Legislative lawmaking often represents a response to a particular problem, one acute enough to intrude on the well-being of a large number of individuals and their organizations or on the well-being of the government itself or conspicuous enough to attract the attention of at least some legislators. But, legislation can also be generated, among other ways, by apprehension, social unrest, conflict, environmental deterioration, and technological innovation (Lazarus, 2004).
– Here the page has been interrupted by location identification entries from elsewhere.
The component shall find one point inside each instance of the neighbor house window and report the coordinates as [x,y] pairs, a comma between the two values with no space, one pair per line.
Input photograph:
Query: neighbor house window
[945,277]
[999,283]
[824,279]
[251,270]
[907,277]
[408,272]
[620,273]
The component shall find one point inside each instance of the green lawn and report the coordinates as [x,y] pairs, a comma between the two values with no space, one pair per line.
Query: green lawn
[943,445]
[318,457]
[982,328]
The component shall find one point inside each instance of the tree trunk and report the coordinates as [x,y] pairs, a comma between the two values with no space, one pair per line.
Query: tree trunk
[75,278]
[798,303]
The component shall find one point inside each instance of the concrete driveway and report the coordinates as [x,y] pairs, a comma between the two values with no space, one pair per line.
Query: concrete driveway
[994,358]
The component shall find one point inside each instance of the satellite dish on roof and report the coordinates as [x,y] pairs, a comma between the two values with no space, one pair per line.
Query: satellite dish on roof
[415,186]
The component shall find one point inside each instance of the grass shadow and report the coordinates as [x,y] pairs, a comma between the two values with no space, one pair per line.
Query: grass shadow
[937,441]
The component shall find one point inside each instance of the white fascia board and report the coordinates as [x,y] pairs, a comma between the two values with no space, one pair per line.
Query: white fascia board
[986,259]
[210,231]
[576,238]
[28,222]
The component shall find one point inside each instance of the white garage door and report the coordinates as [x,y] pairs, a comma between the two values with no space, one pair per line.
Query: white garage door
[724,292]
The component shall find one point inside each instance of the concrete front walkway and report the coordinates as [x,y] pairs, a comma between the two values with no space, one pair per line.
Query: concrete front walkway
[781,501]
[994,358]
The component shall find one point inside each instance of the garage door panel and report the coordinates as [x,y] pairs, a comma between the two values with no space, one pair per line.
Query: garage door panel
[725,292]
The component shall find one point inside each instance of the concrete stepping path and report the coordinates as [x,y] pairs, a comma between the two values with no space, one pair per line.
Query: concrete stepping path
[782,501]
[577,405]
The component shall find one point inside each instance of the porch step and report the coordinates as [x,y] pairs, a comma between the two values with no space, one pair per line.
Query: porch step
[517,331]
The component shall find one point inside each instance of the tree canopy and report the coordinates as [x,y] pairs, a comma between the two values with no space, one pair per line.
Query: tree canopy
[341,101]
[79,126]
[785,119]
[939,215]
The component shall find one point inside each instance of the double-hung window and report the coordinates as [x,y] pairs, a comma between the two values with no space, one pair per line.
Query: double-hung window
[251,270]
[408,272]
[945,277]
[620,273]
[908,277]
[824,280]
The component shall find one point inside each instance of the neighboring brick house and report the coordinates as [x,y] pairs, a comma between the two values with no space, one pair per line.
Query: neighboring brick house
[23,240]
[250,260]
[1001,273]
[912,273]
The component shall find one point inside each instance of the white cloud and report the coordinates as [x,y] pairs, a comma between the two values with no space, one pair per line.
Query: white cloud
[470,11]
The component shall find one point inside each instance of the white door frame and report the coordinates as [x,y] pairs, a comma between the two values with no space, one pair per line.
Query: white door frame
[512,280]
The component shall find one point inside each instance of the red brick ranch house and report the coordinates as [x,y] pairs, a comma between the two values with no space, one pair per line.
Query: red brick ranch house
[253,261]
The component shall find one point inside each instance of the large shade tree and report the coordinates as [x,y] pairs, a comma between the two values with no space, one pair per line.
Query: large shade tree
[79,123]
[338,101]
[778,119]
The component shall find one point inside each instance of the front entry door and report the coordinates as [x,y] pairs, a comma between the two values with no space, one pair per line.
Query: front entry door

In one example of these dynamics, federal pure food and drug laws resulted from disclosure of the practices of food and drug manufacturers and processors (Friedman and Macaulay,

1977). In more recent examples, internal security laws several decades ago grew out of apprehension over the activities of American communists; manpower retraining and area redevelopment legislation providing for more rigorous control over the testing of drugs was passed in the wake of disclosures of the effects of thalidomide, a drug that caused numerous babies to be born malformed; and legislation to establish a system of communication satellites was passed shortly after the successful experiment with Telstar. The list of legislation passed in response to the emergence of new problems or to the successful dramatization of old ones could be extended infinitely.

But neither legislators’ recognition of a social problem nor their recognition of a group’s particular claims for action is certain to lead to legislation. The probability of some form of legislative response increases when (1) powerful interest groups mobilize their members to seek legislative action; (2) the unorganized public becomes intensely concerned with an issue, as in the controversy over thalidomide, or conversely, is indifferent to the particular measures advocated by an interest group; and (3) there is no pressure to maintain the status quo or opposition to the proposed legislation.